Шурка посмотрела на него, чуть сдвинула брови и отвернулась, но, отвернувшись, уперлась глазами в его маму и вся пошла ямочками, потому что, будучи девочкой совершенно обыкновенной, улыбалась она как никто. И теперь, узнав маму, она снова повернулась к Мишке, рот у нее открылся, как у ребенка, брови стали домиком, и она не сказала, не произнесла, а как-то выдохнула из себя:
– Ты, что ли, Мишка?
Вот этих слов, этого потрясения мама, оказывается, и ждала.
– Правда изменился, правда? – требовала она подтверждения у Шурки. – Правда великан?
Шурка смотрела как зачарованная.
…В первом классе их посадили вместе на первую парту как самых ярких задохликов. Учительница на перемене ставила их возле своего колена и загораживала журналом, чтоб их случайно не смяли и не раздавили нормальные дети.
У Мишки была страшная миопия, в просторечии близорукость, осложненная какими-то побочными явлениями. Он носил такие толстые очки, что сквозь них незаметны были его глаза, вместо них все видели какие-то переливающиеся разными цветами линзы, и линзы доминировали в облике Мишки. Его так и называли «малыш в линзах». Все остальное у них было, как у близнецов, которых с трудом откачали: тоненькие ручки, ножки, шейки; висящая, как на палке, форма самого маленького размера. И младенчески мягкие коротенькие беленькие волосы, на которых у Шурки бант не держался. «Какая прелестная поганочка! – называла Шурку их соседка по дому. – Но ты не страдай, – утешала она. – Запомни самую красивую сейчас девчонку и посмотри, какой она станет уродкой лет через семь, восемь… Ты же, поганочка, расцветешь…»
Так они и учились – Шурка и Мишка, прикрытые школьным журналом поганочка и малыш в линзах.
Плохо стало в четвертом классе, когда у них появилось много учителей. Никаких благотворных изменений в их облике тогда еще и не намечалось, и, освобожденные от защиты прежней учительницы, они стали предметом шуток и насмешек. Над ними легко было издеваться.
А потом, после четвертого, Шурка вдруг вытянулась да, мало того, потолстела. Как-то так враз из большого ей тридцатого размера перемахнула едва ли не в тридцать шестой. Мать тогда даже испугалась, повела ее к врачу. И врач тоже испугалась, сверив все данные о росте и весе за прошлый год, и отправила Шурку к эндокринологу. Тот жал ей горло и под мышками, щекотал за ушами, а потом сказал: «Очень хорошая, пропорциональная девочка, которая догнала самое себя». И все.
В пятом классе, поколотив для начала самого большого своего обидчика, повесив карту на гвоздик, до которого дотягивались только самые высокие, Шурка отсела от малыша в линзах. Она рвала с прошлым решительно, бесповоротно, она поставила на нем крест в виде повязки санитара, и теперь никто, ну ни один человек не мог пройти сквозь нее, если представление о чистоте у него не соответствовало Шуркиным представлениям. Поганочка отомстила всем. Только Мишке не доставалось от нее. И не почему-либо… Шурка его тогда презирала, невыросшего… Она им брезговала.
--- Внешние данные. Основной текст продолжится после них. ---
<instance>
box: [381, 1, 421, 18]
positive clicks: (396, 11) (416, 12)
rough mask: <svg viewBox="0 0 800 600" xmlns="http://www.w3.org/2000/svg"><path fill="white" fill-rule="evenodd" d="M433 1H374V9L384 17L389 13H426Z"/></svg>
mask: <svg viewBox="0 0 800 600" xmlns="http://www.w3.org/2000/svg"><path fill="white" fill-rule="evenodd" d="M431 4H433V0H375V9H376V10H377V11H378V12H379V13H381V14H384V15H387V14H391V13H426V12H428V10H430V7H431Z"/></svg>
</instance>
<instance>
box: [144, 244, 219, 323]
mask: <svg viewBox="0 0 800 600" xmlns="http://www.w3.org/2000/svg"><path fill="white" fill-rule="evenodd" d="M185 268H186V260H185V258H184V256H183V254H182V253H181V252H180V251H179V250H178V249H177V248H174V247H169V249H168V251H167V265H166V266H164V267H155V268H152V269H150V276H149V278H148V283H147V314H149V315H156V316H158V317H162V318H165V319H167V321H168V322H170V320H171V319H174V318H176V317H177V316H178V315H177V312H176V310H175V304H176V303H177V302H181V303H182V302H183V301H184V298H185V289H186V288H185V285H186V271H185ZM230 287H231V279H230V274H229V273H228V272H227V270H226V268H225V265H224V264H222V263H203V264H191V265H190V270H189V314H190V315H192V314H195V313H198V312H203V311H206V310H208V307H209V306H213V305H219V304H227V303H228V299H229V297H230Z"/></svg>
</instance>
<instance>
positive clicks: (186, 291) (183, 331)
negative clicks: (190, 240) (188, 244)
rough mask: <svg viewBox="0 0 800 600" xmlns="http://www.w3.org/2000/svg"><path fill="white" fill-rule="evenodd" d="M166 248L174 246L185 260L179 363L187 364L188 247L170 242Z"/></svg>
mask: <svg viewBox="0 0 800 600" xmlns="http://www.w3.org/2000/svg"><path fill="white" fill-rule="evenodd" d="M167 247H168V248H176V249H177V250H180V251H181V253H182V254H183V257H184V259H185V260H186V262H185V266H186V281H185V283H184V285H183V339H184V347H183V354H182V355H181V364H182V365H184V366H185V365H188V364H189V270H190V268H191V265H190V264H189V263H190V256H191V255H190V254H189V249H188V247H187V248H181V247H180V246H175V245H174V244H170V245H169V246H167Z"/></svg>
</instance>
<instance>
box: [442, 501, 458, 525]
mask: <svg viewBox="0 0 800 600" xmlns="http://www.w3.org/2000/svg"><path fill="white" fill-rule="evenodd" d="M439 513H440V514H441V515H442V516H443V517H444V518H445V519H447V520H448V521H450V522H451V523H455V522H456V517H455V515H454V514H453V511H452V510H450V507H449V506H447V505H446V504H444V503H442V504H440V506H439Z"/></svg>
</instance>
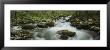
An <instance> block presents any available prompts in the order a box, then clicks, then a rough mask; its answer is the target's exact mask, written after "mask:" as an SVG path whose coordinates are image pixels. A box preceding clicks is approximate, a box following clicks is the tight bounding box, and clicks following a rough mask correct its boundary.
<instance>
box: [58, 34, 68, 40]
mask: <svg viewBox="0 0 110 50" xmlns="http://www.w3.org/2000/svg"><path fill="white" fill-rule="evenodd" d="M68 38H69V37H68V36H66V35H62V36H60V39H62V40H67V39H68Z"/></svg>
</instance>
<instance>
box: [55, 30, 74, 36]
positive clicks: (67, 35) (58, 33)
mask: <svg viewBox="0 0 110 50" xmlns="http://www.w3.org/2000/svg"><path fill="white" fill-rule="evenodd" d="M57 33H58V34H59V35H61V36H63V35H64V36H68V37H74V36H75V35H76V32H71V31H68V30H60V31H58V32H57Z"/></svg>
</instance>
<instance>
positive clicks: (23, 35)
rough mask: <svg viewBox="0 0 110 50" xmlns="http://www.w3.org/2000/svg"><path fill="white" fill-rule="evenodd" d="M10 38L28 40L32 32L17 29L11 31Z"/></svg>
mask: <svg viewBox="0 0 110 50" xmlns="http://www.w3.org/2000/svg"><path fill="white" fill-rule="evenodd" d="M11 37H13V38H11V39H12V40H30V39H31V38H32V33H30V32H29V31H26V30H21V31H17V32H16V33H15V32H14V33H11Z"/></svg>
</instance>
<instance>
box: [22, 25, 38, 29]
mask: <svg viewBox="0 0 110 50" xmlns="http://www.w3.org/2000/svg"><path fill="white" fill-rule="evenodd" d="M36 27H37V24H25V25H23V26H22V29H34V28H36Z"/></svg>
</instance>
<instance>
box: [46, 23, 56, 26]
mask: <svg viewBox="0 0 110 50" xmlns="http://www.w3.org/2000/svg"><path fill="white" fill-rule="evenodd" d="M46 25H47V26H48V27H53V26H54V22H47V23H46Z"/></svg>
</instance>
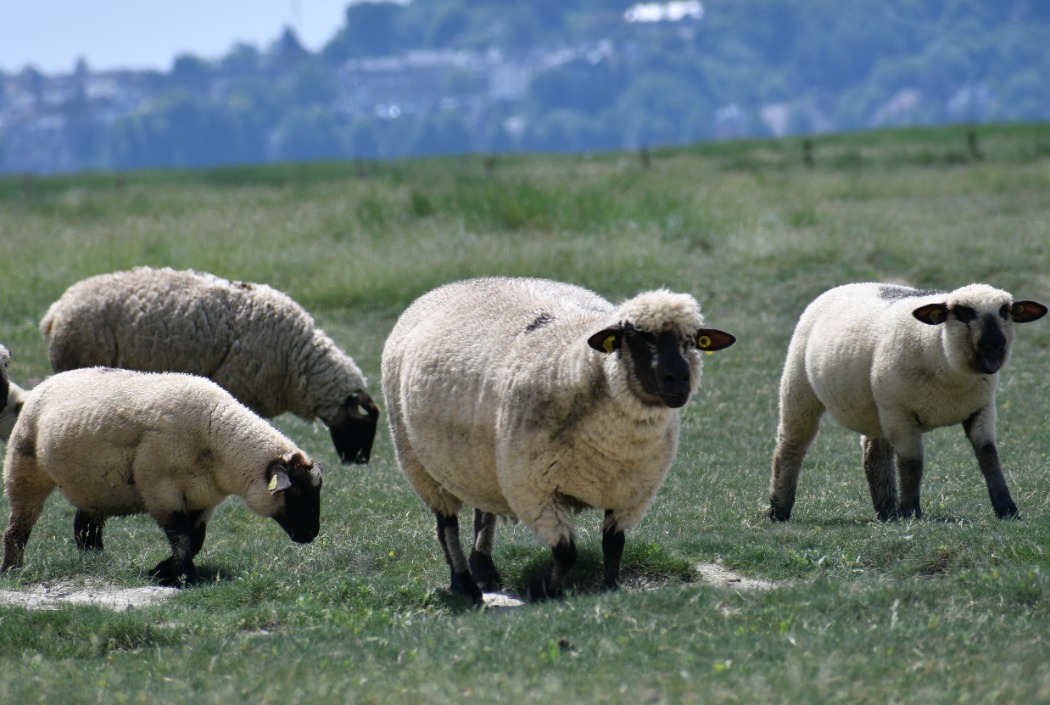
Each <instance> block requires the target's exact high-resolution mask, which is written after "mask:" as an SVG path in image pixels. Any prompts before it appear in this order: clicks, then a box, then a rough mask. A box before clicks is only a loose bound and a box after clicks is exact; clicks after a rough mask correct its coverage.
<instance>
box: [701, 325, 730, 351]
mask: <svg viewBox="0 0 1050 705" xmlns="http://www.w3.org/2000/svg"><path fill="white" fill-rule="evenodd" d="M734 343H736V336H734V335H730V334H729V333H726V332H723V331H720V330H717V329H714V328H701V329H699V330H698V331H696V347H697V349H699V350H702V351H703V352H709V353H710V352H714V351H716V350H721V349H722V348H728V347H730V346H731V345H733V344H734Z"/></svg>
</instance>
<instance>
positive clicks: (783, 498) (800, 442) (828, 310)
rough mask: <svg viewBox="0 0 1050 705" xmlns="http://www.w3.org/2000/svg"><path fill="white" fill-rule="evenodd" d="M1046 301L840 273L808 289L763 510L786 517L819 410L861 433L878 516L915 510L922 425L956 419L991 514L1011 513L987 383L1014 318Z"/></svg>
mask: <svg viewBox="0 0 1050 705" xmlns="http://www.w3.org/2000/svg"><path fill="white" fill-rule="evenodd" d="M1046 312H1047V308H1046V307H1045V306H1043V305H1042V304H1036V303H1035V302H1027V300H1026V302H1014V300H1013V297H1012V296H1011V295H1010V294H1008V293H1007V292H1005V291H1001V290H999V289H993V288H992V287H989V286H986V285H983V284H972V285H970V286H966V287H963V288H961V289H957V290H955V291H952V292H937V291H920V290H917V289H911V288H908V287H902V286H897V285H884V284H850V285H846V286H842V287H838V288H835V289H832V290H829V291H827V292H825V293H823V294H821V295H820V296H818V297H817V299H816V300H814V302H813V303H812V304H811V305H810V306H808V307H807V308H806V309H805V311H804V312H803V313H802V316H801V318H800V319H799V322H798V326H797V327H796V329H795V334H794V335H793V336H792V340H791V346H790V348H789V350H787V359H786V362H785V364H784V370H783V376H782V377H781V379H780V426H779V428H778V430H777V448H776V451H775V453H774V455H773V475H772V478H771V480H770V517H771V518H772V519H775V520H779V521H784V520H786V519H789V518H790V517H791V511H792V507H793V505H794V504H795V492H796V489H797V486H798V475H799V472H800V470H801V468H802V459H803V457H804V456H805V452H806V450H807V449H808V448H810V443H811V442H812V441H813V439H814V437H815V436H816V435H817V428H818V426H819V423H820V417H821V415H822V414H823V412H824V411H825V410H826V411H827V412H828V413H829V414H831V415H832V418H834V419H835V420H836V421H837V422H838V423H839V424H841V426H843V427H845V428H847V429H850V430H853V431H856V432H858V433H860V434H861V449H862V455H863V465H864V474H865V476H866V477H867V482H868V486H869V488H870V491H871V501H873V503H874V504H875V510H876V512H877V513H878V516H879V518H880V519H882V520H887V519H894V518H898V517H911V516H913V517H921V516H922V507H921V506H920V501H919V491H920V486H921V484H922V474H923V444H922V434H924V433H926V432H928V431H932V430H933V429H939V428H941V427H945V426H952V424H955V423H962V424H963V430H964V431H965V433H966V437H967V438H969V440H970V443H971V444H972V445H973V452H974V453H975V454H976V458H978V463H979V465H980V466H981V472H982V473H983V474H984V478H985V482H986V483H987V485H988V494H989V496H990V497H991V503H992V506H993V507H994V510H995V514H996V516H999V517H1000V518H1006V517H1016V516H1017V507H1016V505H1014V503H1013V500H1012V499H1011V498H1010V492H1009V490H1008V489H1007V486H1006V480H1005V478H1004V477H1003V470H1002V468H1001V466H1000V462H999V453H997V451H996V450H995V389H996V387H997V385H999V371H1000V369H1001V368H1002V367H1003V365H1004V364H1005V362H1006V359H1007V356H1008V355H1009V352H1010V344H1011V341H1012V339H1013V324H1015V323H1018V324H1023V323H1028V322H1030V320H1035V319H1037V318H1041V317H1042V316H1043V315H1045V314H1046ZM895 456H896V465H897V474H899V475H900V497H898V483H897V478H896V477H895V473H894V465H895Z"/></svg>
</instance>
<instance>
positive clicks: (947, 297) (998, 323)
mask: <svg viewBox="0 0 1050 705" xmlns="http://www.w3.org/2000/svg"><path fill="white" fill-rule="evenodd" d="M1046 313H1047V307H1045V306H1043V305H1042V304H1038V303H1036V302H1030V300H1022V302H1014V300H1013V299H1012V296H1010V294H1008V293H1006V292H1005V291H1001V290H999V289H994V288H992V287H988V286H985V285H981V284H973V285H970V286H968V287H964V288H962V289H958V290H955V291H953V292H951V293H950V294H948V295H947V296H946V297H945V299H944V300H943V302H939V303H934V304H926V305H924V306H921V307H919V308H918V309H916V310H915V311H912V315H913V316H915V317H916V318H918V319H919V320H921V322H922V323H924V324H926V325H928V326H944V327H945V328H944V336H945V354H946V355H947V356H948V359H949V361H950V362H951V365H952V367H954V368H955V369H958V370H963V371H967V372H971V373H976V374H995V373H996V372H999V371H1000V370H1001V369H1002V367H1003V366H1004V365H1005V364H1006V359H1007V357H1009V354H1010V344H1011V343H1012V340H1013V324H1015V323H1016V324H1025V323H1029V322H1031V320H1037V319H1038V318H1042V317H1043V316H1044V315H1046Z"/></svg>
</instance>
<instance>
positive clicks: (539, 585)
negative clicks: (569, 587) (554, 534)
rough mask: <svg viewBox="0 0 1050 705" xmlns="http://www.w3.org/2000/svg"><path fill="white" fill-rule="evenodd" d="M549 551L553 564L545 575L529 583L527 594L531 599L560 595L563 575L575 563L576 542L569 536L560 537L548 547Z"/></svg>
mask: <svg viewBox="0 0 1050 705" xmlns="http://www.w3.org/2000/svg"><path fill="white" fill-rule="evenodd" d="M550 552H551V554H552V555H553V557H554V564H553V565H552V566H551V568H550V572H549V573H548V574H547V577H546V578H541V579H537V580H533V581H532V583H531V584H530V585H529V588H528V595H529V598H531V599H532V600H533V601H539V600H546V599H548V598H553V597H560V596H561V595H562V583H563V582H564V581H565V575H566V574H567V573H568V572H569V571H570V569H571V568H572V566H573V565H575V562H576V542H575V541H574V540H572V539H571V538H568V539H562V540H561V541H559V542H558V543H555V544H554V545H552V546H551V547H550Z"/></svg>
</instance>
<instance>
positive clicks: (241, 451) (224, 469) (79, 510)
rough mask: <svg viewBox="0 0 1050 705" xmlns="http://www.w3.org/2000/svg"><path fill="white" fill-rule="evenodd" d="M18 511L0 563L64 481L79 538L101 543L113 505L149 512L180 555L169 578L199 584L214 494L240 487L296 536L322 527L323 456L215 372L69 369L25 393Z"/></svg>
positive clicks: (281, 523) (75, 532)
mask: <svg viewBox="0 0 1050 705" xmlns="http://www.w3.org/2000/svg"><path fill="white" fill-rule="evenodd" d="M4 484H5V486H6V490H7V499H8V502H9V504H10V519H9V522H8V525H7V530H6V531H5V532H4V535H3V563H2V565H0V573H3V572H6V571H9V569H12V568H16V567H20V566H21V565H22V562H23V556H24V552H25V544H26V542H27V541H28V539H29V534H30V532H31V530H33V526H34V524H35V523H36V522H37V519H38V518H39V517H40V514H41V512H42V511H43V509H44V501H45V500H46V499H47V497H48V495H50V493H51V491H53V490H55V488H56V486H59V488H60V489H61V491H62V494H63V495H65V497H66V499H68V500H69V502H70V503H71V504H74V506H76V507H77V513H76V518H75V521H74V534H75V537H76V540H77V546H78V547H79V548H81V550H98V551H101V550H102V547H103V546H102V528H103V524H104V523H105V521H106V519H107V518H108V517H112V516H124V515H129V514H149V515H150V516H152V517H153V519H154V520H156V523H158V525H159V526H160V527H161V528H162V531H164V534H165V536H167V539H168V542H169V543H170V545H171V556H170V557H169V558H167V559H165V560H163V561H161V562H160V563H158V564H156V566H155V567H154V568H153V569H152V571H151V575H152V577H153V578H154V579H156V581H158V582H160V583H161V584H162V585H169V586H182V585H192V584H194V583H196V582H198V581H199V579H201V577H199V575H198V574H197V571H196V568H195V567H194V565H193V558H194V557H195V556H196V555H197V553H198V552H199V551H201V547H202V545H203V544H204V538H205V531H206V528H207V524H208V520H209V519H210V518H211V516H212V513H213V512H214V510H215V506H216V505H217V504H218V503H219V502H220V501H223V499H224V498H225V497H227V496H228V495H237V496H239V497H240V498H241V499H244V501H245V503H246V504H247V505H248V507H249V509H250V510H251V511H252V512H254V513H255V514H258V515H259V516H264V517H271V518H272V519H274V520H275V521H276V522H277V523H278V524H280V526H281V528H283V530H285V532H286V533H288V535H289V537H291V539H292V540H293V541H295V542H297V543H309V542H311V541H312V540H313V539H314V537H316V536H317V533H318V531H319V528H320V489H321V468H320V465H319V464H314V462H313V461H312V460H311V459H310V457H309V456H308V455H307V454H306V453H303V452H302V451H301V450H299V449H298V448H296V445H295V444H294V443H292V441H290V440H289V439H288V438H286V437H285V436H282V435H281V434H280V433H278V432H277V431H276V430H274V429H273V428H272V427H271V426H270V424H269V423H267V422H266V421H265V420H262V419H261V418H259V417H258V416H256V415H255V414H254V413H252V411H251V410H249V409H248V408H247V407H245V406H243V405H240V403H239V402H238V401H237V400H236V399H234V398H233V397H232V396H231V395H230V394H229V393H228V392H226V391H225V390H224V389H222V388H220V387H219V386H218V385H216V383H215V382H213V381H211V380H209V379H206V378H204V377H197V376H194V375H188V374H182V373H144V372H132V371H128V370H114V369H109V368H89V369H82V370H74V371H71V372H63V373H60V374H57V375H54V376H51V377H49V378H48V379H46V380H44V381H43V382H41V383H40V385H38V386H37V387H36V388H35V389H34V390H33V391H31V392H30V393H29V395H28V398H27V399H26V401H25V405H24V406H23V407H22V413H21V414H20V415H19V418H18V421H17V422H16V423H15V429H14V431H13V432H12V436H10V440H9V442H8V444H7V457H6V460H5V462H4Z"/></svg>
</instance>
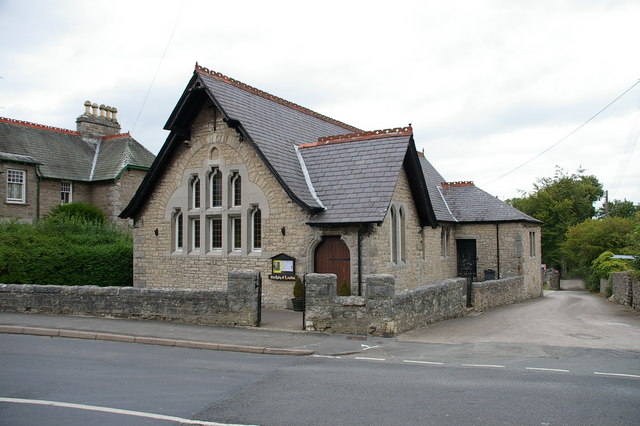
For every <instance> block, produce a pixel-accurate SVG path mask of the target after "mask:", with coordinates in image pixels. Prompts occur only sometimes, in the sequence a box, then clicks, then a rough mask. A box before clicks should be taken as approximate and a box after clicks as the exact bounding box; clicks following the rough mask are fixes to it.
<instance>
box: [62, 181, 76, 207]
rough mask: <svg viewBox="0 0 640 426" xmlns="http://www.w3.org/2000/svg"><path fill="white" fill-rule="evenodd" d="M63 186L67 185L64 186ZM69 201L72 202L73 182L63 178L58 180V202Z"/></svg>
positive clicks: (68, 202)
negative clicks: (59, 201) (58, 197)
mask: <svg viewBox="0 0 640 426" xmlns="http://www.w3.org/2000/svg"><path fill="white" fill-rule="evenodd" d="M67 185H68V186H67ZM65 186H67V187H66V188H65ZM65 195H66V197H65ZM65 198H66V199H65ZM69 203H73V182H69V181H66V180H63V181H61V182H60V204H69Z"/></svg>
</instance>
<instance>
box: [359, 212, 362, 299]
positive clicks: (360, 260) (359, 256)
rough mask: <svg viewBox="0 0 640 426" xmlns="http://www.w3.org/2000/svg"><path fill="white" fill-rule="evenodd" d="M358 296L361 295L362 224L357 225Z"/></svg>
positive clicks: (361, 275)
mask: <svg viewBox="0 0 640 426" xmlns="http://www.w3.org/2000/svg"><path fill="white" fill-rule="evenodd" d="M358 296H362V224H360V225H358Z"/></svg>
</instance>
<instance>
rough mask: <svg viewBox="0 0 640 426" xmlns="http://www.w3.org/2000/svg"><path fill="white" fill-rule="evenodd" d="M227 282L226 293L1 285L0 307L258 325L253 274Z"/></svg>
mask: <svg viewBox="0 0 640 426" xmlns="http://www.w3.org/2000/svg"><path fill="white" fill-rule="evenodd" d="M228 280H229V281H228V283H229V284H228V291H205V290H188V289H181V290H170V289H140V288H133V287H96V286H81V287H71V286H50V285H30V284H0V311H4V312H31V313H42V314H54V315H78V316H96V317H113V318H133V319H146V320H162V321H173V322H180V323H188V324H206V325H244V326H255V325H257V306H258V290H257V286H256V284H257V280H258V275H257V273H256V272H254V271H246V270H242V271H233V272H231V273H230V274H229V277H228Z"/></svg>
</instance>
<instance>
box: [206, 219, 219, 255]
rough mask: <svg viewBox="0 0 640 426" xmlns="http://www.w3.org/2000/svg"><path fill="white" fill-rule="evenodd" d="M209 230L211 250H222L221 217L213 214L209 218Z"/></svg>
mask: <svg viewBox="0 0 640 426" xmlns="http://www.w3.org/2000/svg"><path fill="white" fill-rule="evenodd" d="M209 232H210V238H211V240H210V241H211V250H212V251H221V250H222V217H220V216H214V217H211V218H209Z"/></svg>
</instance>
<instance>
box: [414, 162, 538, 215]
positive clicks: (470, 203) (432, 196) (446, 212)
mask: <svg viewBox="0 0 640 426" xmlns="http://www.w3.org/2000/svg"><path fill="white" fill-rule="evenodd" d="M420 164H421V165H422V170H423V173H424V175H425V179H426V181H427V187H428V188H429V197H430V199H431V204H432V206H433V210H434V213H435V215H436V218H437V219H438V221H440V222H461V223H464V222H467V223H469V222H472V223H480V222H531V223H542V222H540V221H539V220H537V219H534V218H533V217H531V216H529V215H526V214H524V213H522V212H521V211H520V210H518V209H516V208H514V207H512V206H510V205H509V204H507V203H505V202H504V201H501V200H499V199H498V198H496V197H494V196H493V195H491V194H489V193H487V192H485V191H483V190H482V189H480V188H478V187H477V186H475V185H474V184H473V183H472V182H446V181H445V179H444V178H443V177H442V175H441V174H440V173H438V171H437V170H436V169H435V168H434V167H433V165H431V163H430V162H429V161H428V160H427V159H426V158H420Z"/></svg>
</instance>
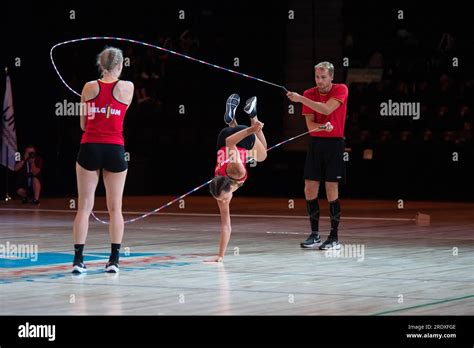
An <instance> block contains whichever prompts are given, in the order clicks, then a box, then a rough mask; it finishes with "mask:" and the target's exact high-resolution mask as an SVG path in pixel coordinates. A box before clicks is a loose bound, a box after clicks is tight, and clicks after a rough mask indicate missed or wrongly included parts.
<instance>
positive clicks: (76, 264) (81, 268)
mask: <svg viewBox="0 0 474 348" xmlns="http://www.w3.org/2000/svg"><path fill="white" fill-rule="evenodd" d="M86 272H87V267H86V265H84V263H83V262H78V261H74V263H73V264H72V273H73V274H83V273H86Z"/></svg>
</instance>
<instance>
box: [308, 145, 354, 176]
mask: <svg viewBox="0 0 474 348" xmlns="http://www.w3.org/2000/svg"><path fill="white" fill-rule="evenodd" d="M345 146H346V145H345V141H344V139H343V138H321V137H312V139H311V142H310V143H309V146H308V152H307V153H306V162H305V166H304V179H305V180H315V181H329V182H341V183H342V182H344V179H345V163H344V157H343V156H344V149H345Z"/></svg>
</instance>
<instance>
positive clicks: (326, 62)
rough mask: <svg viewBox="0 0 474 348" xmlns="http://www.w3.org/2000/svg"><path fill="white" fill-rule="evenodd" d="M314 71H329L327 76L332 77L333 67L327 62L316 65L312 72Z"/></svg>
mask: <svg viewBox="0 0 474 348" xmlns="http://www.w3.org/2000/svg"><path fill="white" fill-rule="evenodd" d="M316 69H325V70H327V71H329V74H331V76H334V65H332V63H329V62H321V63H318V64H316V65H315V66H314V70H316Z"/></svg>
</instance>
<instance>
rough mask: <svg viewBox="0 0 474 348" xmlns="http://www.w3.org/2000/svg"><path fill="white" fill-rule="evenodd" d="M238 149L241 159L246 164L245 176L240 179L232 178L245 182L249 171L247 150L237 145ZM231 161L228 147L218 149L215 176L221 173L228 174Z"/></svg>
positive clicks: (232, 178)
mask: <svg viewBox="0 0 474 348" xmlns="http://www.w3.org/2000/svg"><path fill="white" fill-rule="evenodd" d="M237 150H238V151H239V156H240V160H241V161H242V164H243V165H244V168H245V176H244V177H243V178H242V179H240V178H232V177H230V178H231V179H234V180H238V182H239V183H240V184H243V183H244V182H245V180H247V177H248V173H247V165H246V163H247V150H246V149H244V148H242V147H237ZM230 162H231V158H229V151H228V150H227V147H225V146H223V147H221V148H220V149H219V151H217V163H216V169H215V172H214V174H215V176H218V175H221V176H227V177H229V175H228V174H227V166H228V165H229V163H230Z"/></svg>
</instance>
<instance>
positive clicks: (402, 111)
mask: <svg viewBox="0 0 474 348" xmlns="http://www.w3.org/2000/svg"><path fill="white" fill-rule="evenodd" d="M380 115H381V116H408V117H413V119H414V120H419V119H420V103H414V102H413V103H410V102H394V101H392V99H389V100H388V101H387V102H383V103H380Z"/></svg>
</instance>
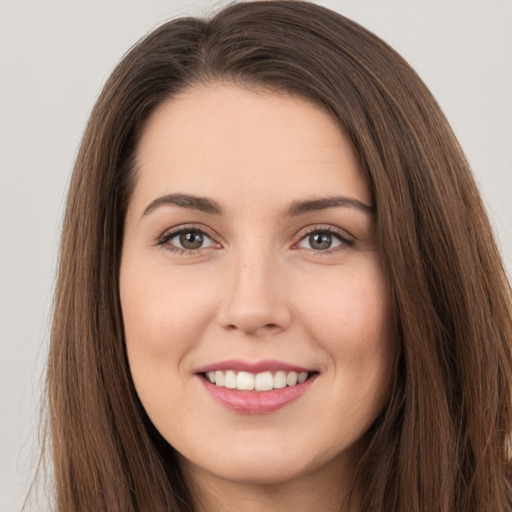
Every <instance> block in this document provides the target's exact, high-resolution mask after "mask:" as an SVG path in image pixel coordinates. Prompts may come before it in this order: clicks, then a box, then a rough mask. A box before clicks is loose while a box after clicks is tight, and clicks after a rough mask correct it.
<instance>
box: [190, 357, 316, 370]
mask: <svg viewBox="0 0 512 512" xmlns="http://www.w3.org/2000/svg"><path fill="white" fill-rule="evenodd" d="M216 370H235V371H236V372H249V373H261V372H277V371H279V370H282V371H285V372H297V373H301V372H312V371H314V370H312V369H308V368H303V367H301V366H295V365H291V364H289V363H285V362H282V361H275V360H272V359H268V360H264V361H258V362H255V363H251V362H248V361H242V360H241V359H229V360H227V361H220V362H218V363H213V364H209V365H207V366H202V367H201V368H198V369H197V370H196V373H207V372H214V371H216Z"/></svg>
А теперь они стояли возле магазина, и Шурка пялилась на Мишку с таким восторгом, что он даже засмущался.
– Да брось ты! – сказал он. – Это очки. Итальянские.
Очки у него действительно были красивые, модные, но не в этом дело, они были нормальные очки! Все эти годы мама возила его в Одессу, в филатовский институт, и там его глаза лечили. Каждый год линзы становились все тоньше и тоньше, но этого никто не замечал, потому что никто не замечал его вообще. Ну дышит рядом мальчик-задохлик-очкарик, пусть дышит, не жалко. А уж обращать внимание на утончающиеся линзы…
– Вы гуляйте, а я побегу, – сказала Мишкина мама и пошла. А сама, завернув за угол, остановилась и стала смотреть на них. Вот какой у нее стал сын! И девчоночка выровнялась. Они теперь снова похожи, как в первом классе. Рослые, стройные, белокурые, и завиток на волосах у них легкий, красивый…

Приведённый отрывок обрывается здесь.